What this build is about

  • AI handles the boring 80% of a product description. The last 20% is brand voice and stays human.

  • Every output is editable in one click. The cheapest fix for "AI got it wrong" is making it easy to fix.

  • One source, many channels. Same product data flows out as a webshop entry, a spec sheet, a wholesale PDF.

Built with — React and TypeScript for the screens. Supabase for the database, login, and file storage. Cloudflare to host it. Claude and OpenAI for the AI helpers.

API integration illustration

0 → 10M MAU

API Partnerships & Client Success Manager · 2022 — 2025

Epidemic Sound — Partner API

2022 — 2025

The Partner API powers Epidemic Sound's integrations across creator tools and editing platforms. I owned the commercial and customer-facing side of the platform — packaging, partner deals, demos, and onboarding — alongside the product and engineering team that built it.

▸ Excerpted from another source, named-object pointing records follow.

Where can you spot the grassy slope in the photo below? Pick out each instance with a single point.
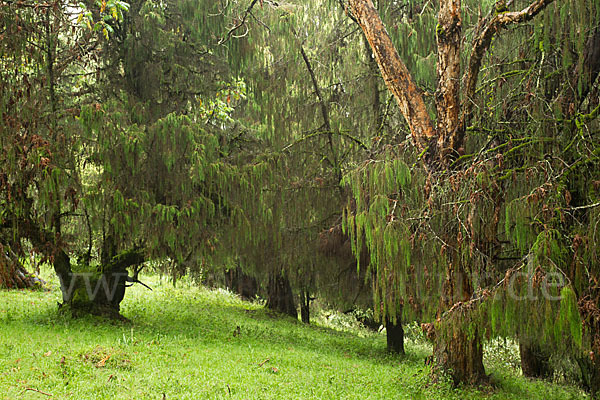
(181, 343)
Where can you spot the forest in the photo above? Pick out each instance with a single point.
(430, 164)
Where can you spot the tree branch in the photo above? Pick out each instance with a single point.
(394, 72)
(482, 42)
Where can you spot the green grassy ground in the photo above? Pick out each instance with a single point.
(185, 344)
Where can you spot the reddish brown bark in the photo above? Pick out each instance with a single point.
(394, 73)
(448, 35)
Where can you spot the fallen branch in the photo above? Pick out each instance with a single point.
(37, 391)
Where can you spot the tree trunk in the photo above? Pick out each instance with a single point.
(395, 335)
(241, 283)
(535, 362)
(394, 73)
(461, 356)
(305, 300)
(96, 293)
(12, 273)
(280, 296)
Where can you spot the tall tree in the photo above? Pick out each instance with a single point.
(465, 240)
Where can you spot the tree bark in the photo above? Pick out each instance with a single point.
(447, 99)
(12, 272)
(395, 335)
(241, 283)
(535, 362)
(96, 293)
(280, 296)
(305, 300)
(461, 355)
(394, 72)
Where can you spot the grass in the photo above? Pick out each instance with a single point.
(194, 343)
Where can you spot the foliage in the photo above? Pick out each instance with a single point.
(190, 349)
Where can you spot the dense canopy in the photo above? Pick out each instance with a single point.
(435, 162)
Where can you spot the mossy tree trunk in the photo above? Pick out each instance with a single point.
(13, 274)
(97, 293)
(395, 335)
(305, 300)
(241, 283)
(535, 361)
(280, 296)
(460, 353)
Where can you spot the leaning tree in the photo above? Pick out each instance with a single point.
(472, 220)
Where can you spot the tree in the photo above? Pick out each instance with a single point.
(411, 235)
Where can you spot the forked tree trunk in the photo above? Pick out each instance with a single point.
(459, 353)
(96, 293)
(535, 362)
(280, 296)
(395, 335)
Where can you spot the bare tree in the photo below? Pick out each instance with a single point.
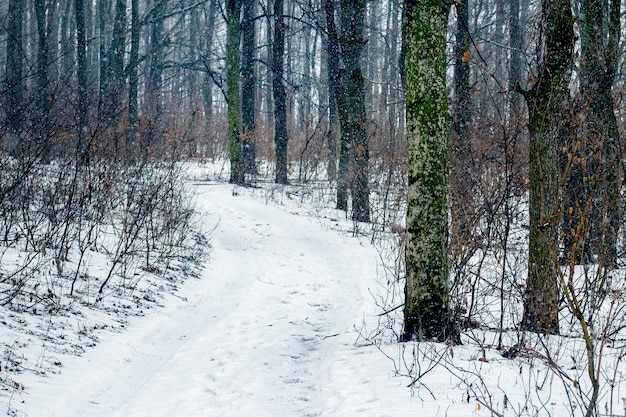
(427, 299)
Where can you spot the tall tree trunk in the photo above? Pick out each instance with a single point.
(248, 89)
(334, 128)
(133, 80)
(233, 64)
(81, 75)
(548, 107)
(427, 293)
(207, 90)
(460, 149)
(44, 98)
(280, 110)
(351, 105)
(600, 145)
(14, 65)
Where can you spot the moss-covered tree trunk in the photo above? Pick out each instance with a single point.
(14, 65)
(351, 106)
(599, 135)
(281, 138)
(460, 147)
(549, 105)
(334, 77)
(248, 89)
(233, 64)
(427, 299)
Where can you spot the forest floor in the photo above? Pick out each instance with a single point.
(276, 324)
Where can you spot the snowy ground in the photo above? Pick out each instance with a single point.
(269, 330)
(273, 327)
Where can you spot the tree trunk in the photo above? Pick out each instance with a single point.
(14, 65)
(351, 106)
(133, 81)
(248, 90)
(280, 110)
(44, 99)
(233, 63)
(460, 149)
(427, 299)
(81, 75)
(548, 107)
(600, 143)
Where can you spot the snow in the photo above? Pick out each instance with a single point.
(279, 323)
(268, 330)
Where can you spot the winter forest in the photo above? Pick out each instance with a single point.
(475, 146)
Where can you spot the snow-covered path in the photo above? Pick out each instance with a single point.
(268, 331)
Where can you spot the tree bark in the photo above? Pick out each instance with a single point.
(14, 65)
(233, 63)
(81, 75)
(549, 105)
(427, 299)
(248, 89)
(281, 138)
(133, 80)
(460, 148)
(351, 106)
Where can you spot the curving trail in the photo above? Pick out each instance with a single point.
(268, 331)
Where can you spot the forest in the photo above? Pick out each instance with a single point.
(482, 139)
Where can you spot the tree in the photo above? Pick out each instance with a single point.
(549, 103)
(133, 79)
(427, 300)
(233, 64)
(460, 146)
(599, 144)
(334, 127)
(351, 106)
(281, 139)
(14, 65)
(248, 90)
(81, 77)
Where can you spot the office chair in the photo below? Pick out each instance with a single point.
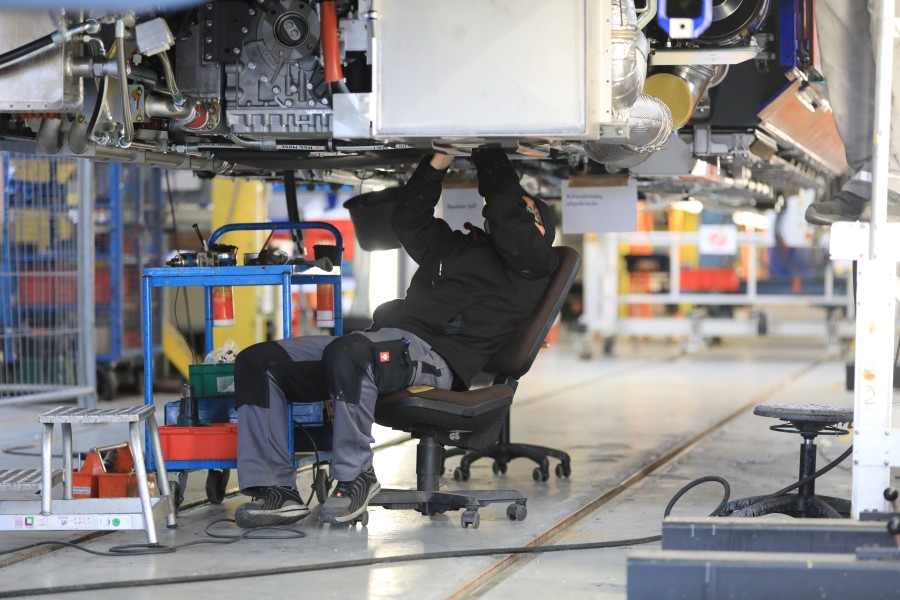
(473, 419)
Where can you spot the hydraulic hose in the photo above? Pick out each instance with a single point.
(42, 44)
(128, 135)
(16, 54)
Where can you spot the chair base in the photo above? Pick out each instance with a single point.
(504, 452)
(436, 502)
(794, 505)
(429, 500)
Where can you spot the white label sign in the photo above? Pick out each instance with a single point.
(461, 205)
(599, 208)
(717, 239)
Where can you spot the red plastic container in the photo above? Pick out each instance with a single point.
(213, 442)
(709, 279)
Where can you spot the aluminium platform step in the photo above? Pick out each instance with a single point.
(25, 479)
(71, 414)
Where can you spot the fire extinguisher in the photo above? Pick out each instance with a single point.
(223, 306)
(325, 305)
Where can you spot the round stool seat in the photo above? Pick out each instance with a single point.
(807, 418)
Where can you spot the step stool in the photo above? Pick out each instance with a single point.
(89, 513)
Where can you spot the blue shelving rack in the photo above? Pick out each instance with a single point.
(210, 277)
(128, 215)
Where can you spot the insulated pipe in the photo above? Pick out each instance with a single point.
(682, 89)
(331, 52)
(629, 55)
(650, 125)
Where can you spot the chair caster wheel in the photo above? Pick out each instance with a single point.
(216, 482)
(322, 485)
(516, 512)
(460, 474)
(470, 517)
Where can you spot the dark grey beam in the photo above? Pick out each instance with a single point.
(677, 575)
(773, 534)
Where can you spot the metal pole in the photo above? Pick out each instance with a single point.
(87, 368)
(875, 305)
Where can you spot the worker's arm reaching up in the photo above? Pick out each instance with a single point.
(413, 218)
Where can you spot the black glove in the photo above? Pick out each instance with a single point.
(495, 172)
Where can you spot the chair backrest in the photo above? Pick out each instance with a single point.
(516, 356)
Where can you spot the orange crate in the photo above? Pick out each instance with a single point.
(213, 442)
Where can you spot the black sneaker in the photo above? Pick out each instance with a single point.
(847, 206)
(350, 498)
(843, 206)
(273, 505)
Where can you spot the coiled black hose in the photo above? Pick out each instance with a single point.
(21, 52)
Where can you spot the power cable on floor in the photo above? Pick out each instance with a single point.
(366, 562)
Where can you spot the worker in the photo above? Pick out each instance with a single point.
(470, 292)
(848, 63)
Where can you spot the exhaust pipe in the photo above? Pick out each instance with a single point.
(650, 125)
(649, 119)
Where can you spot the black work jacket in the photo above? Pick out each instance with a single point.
(468, 295)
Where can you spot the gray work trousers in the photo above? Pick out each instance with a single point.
(847, 44)
(264, 458)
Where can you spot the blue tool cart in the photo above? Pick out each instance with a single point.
(308, 415)
(128, 237)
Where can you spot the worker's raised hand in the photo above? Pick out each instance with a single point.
(495, 172)
(441, 162)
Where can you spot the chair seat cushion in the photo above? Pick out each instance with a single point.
(472, 410)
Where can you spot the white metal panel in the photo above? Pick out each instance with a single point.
(483, 68)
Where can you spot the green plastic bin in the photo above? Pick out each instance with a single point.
(212, 380)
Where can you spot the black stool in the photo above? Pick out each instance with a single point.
(809, 420)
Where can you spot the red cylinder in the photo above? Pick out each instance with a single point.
(325, 305)
(223, 306)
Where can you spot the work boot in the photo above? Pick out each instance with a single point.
(350, 498)
(847, 206)
(495, 172)
(271, 506)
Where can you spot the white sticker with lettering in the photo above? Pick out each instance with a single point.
(599, 208)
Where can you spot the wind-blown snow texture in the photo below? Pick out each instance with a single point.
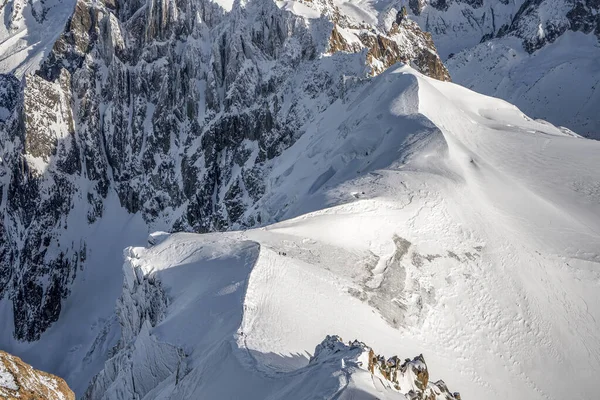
(538, 54)
(173, 108)
(420, 217)
(425, 218)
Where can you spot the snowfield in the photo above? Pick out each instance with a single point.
(418, 217)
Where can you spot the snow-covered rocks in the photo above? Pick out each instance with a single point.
(175, 108)
(19, 380)
(409, 377)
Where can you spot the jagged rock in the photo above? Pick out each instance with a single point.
(410, 377)
(171, 106)
(19, 380)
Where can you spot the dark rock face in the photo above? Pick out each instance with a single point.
(176, 108)
(537, 31)
(410, 377)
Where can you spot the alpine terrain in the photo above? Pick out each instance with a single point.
(540, 55)
(269, 199)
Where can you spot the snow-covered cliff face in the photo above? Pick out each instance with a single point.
(537, 54)
(175, 107)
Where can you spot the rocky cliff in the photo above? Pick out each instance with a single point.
(460, 24)
(174, 107)
(19, 380)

What the role actually meant

  • Commercial packaging. Translated technical capability into pricing tiers, contract terms, and value propositions partners could understand and buy.

  • Demos that closed. Live walkthroughs with platform leads at editing tools, content platforms, and creator software. Knowing the product end-to-end meant I could answer technical questions on the spot, without escalation.

  • API strategy. Decided what shipped, what didn't, and what partners had to wait for. Said no to a lot of feature requests so the API stayed sharp.

  • Customer success at scale. Onboarded partners from cold inbound to multi-million-user integrations. The companies who scaled with us did because the partnership worked, not because the API alone did.

  • The bridge between commercial and engineering. Translated partner pain into engineering work, and engineering trade-offs back into language commercial leaders understood. That's where most API platforms fail.